I don't know why it's so hard to see the forest for the trees.

I know you're doing it as a douchey rhetorical device that you probably think is clever, but please don't misquote me. All it does is bring your reading skills into question.

As I said in the text that you misquoted and apparently didn't read, the Fighters only native advantages are with weapon-based maneuvers and being able to potentially have more; he has the same mathematical limits as everyone else, and will generally swing under the curve since classes like the Barbarian and Ranger don't have to pay feat taxes to break away from a single weapon or apply their bonuses to non-weapon-based checks (not to mention that their bonuses usually scale higher and cheaper).

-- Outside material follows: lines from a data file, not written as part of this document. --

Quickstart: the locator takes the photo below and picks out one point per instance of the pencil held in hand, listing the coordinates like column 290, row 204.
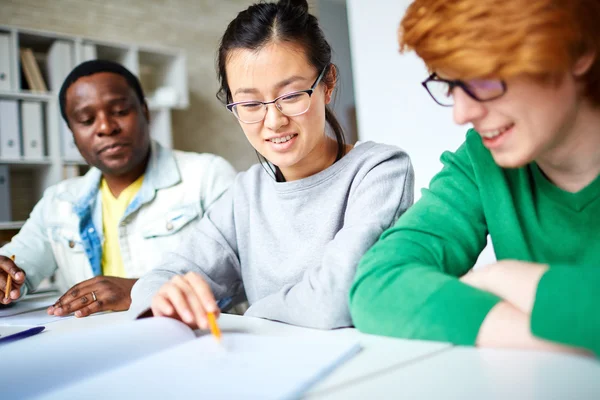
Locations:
column 214, row 328
column 8, row 282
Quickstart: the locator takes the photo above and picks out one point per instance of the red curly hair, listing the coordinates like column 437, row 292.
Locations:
column 504, row 38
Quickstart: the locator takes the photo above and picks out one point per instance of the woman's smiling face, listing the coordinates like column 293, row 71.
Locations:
column 291, row 143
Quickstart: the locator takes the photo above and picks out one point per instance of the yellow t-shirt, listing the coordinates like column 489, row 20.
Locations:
column 112, row 212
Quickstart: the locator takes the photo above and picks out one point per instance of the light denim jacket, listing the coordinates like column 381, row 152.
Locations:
column 64, row 232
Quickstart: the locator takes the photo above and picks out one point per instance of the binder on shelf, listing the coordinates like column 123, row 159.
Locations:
column 5, row 205
column 60, row 62
column 5, row 75
column 10, row 137
column 32, row 124
column 31, row 70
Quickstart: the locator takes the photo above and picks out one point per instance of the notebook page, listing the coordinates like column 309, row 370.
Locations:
column 243, row 366
column 45, row 361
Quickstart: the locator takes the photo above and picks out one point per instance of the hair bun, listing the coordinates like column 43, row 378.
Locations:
column 302, row 4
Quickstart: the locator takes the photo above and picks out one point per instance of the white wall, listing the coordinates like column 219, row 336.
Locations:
column 334, row 22
column 392, row 105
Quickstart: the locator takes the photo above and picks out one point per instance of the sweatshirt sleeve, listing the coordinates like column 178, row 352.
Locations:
column 406, row 285
column 320, row 299
column 207, row 250
column 566, row 307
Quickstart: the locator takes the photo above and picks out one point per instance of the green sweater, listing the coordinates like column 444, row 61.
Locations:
column 407, row 284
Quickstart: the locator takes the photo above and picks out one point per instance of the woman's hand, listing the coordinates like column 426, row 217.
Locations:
column 187, row 298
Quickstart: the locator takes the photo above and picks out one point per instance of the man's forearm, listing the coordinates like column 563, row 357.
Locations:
column 508, row 327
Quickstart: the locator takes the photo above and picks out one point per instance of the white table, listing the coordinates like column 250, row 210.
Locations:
column 396, row 368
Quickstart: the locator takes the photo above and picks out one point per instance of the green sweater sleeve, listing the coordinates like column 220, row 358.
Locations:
column 566, row 307
column 406, row 285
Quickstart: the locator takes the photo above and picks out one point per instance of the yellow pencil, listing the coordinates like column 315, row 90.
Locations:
column 8, row 281
column 214, row 328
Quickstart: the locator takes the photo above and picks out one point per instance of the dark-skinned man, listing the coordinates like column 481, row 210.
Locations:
column 100, row 232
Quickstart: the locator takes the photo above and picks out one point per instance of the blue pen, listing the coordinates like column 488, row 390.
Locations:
column 22, row 335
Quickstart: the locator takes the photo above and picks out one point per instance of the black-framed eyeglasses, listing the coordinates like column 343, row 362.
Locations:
column 441, row 90
column 289, row 104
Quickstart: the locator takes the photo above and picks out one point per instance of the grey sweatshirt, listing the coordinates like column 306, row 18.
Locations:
column 293, row 246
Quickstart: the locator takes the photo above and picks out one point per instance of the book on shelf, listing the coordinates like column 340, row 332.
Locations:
column 162, row 358
column 5, row 202
column 5, row 70
column 32, row 126
column 31, row 70
column 10, row 137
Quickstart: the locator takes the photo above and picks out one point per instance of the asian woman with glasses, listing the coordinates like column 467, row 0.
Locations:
column 526, row 75
column 290, row 232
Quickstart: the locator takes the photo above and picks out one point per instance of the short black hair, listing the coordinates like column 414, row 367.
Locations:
column 92, row 67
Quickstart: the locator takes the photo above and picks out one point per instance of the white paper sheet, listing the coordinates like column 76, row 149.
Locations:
column 26, row 305
column 244, row 366
column 44, row 361
column 39, row 317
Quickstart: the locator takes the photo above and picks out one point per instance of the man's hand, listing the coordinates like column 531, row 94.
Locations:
column 8, row 267
column 102, row 293
column 514, row 281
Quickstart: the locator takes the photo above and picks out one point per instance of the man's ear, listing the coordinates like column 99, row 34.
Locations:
column 583, row 63
column 146, row 112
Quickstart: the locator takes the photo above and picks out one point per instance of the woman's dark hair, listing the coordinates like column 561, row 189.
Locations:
column 285, row 21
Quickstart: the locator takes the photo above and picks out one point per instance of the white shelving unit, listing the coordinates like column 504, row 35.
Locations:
column 161, row 71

More than that, being able to dump over half your class features into being able to do one trick with the same or lower chance of success as another class isn't a selling point, it's an indictment. If you backed up from the tree a bit and looked at the forest, you might see that.


Ssalarn wrote:
Archetypes as band-aids is just bad design. I mean, that's all there is to it. Particularly when those band-aids interfere with the other band-aids or simply throw numbers at the issue hoping that's enough of a fix. Rogue was an under-performing class, so they fixed it. Monk struggled to participate in combat, so they made a monk that could fight. Barbarian didn't even have any problems but they thought it was too complicated for a base class, so they fixed it. Fighter just keeps getting band-aids piled on so it either breaks laterally without changing vertically, or requires a ton of work and dumpster diving just to bring to par. None of that is a positive thing. Requiring an archetype from a book you can't buy in print anymore is bad; so is requiring 6 books to make one decent character.

The alternative of course being to release a new core book, pissing off everyone who already owned one, at the largest possible expense to the company, with no guarantee of return on investment and a significant possibility of alienating current fans for economic reasons.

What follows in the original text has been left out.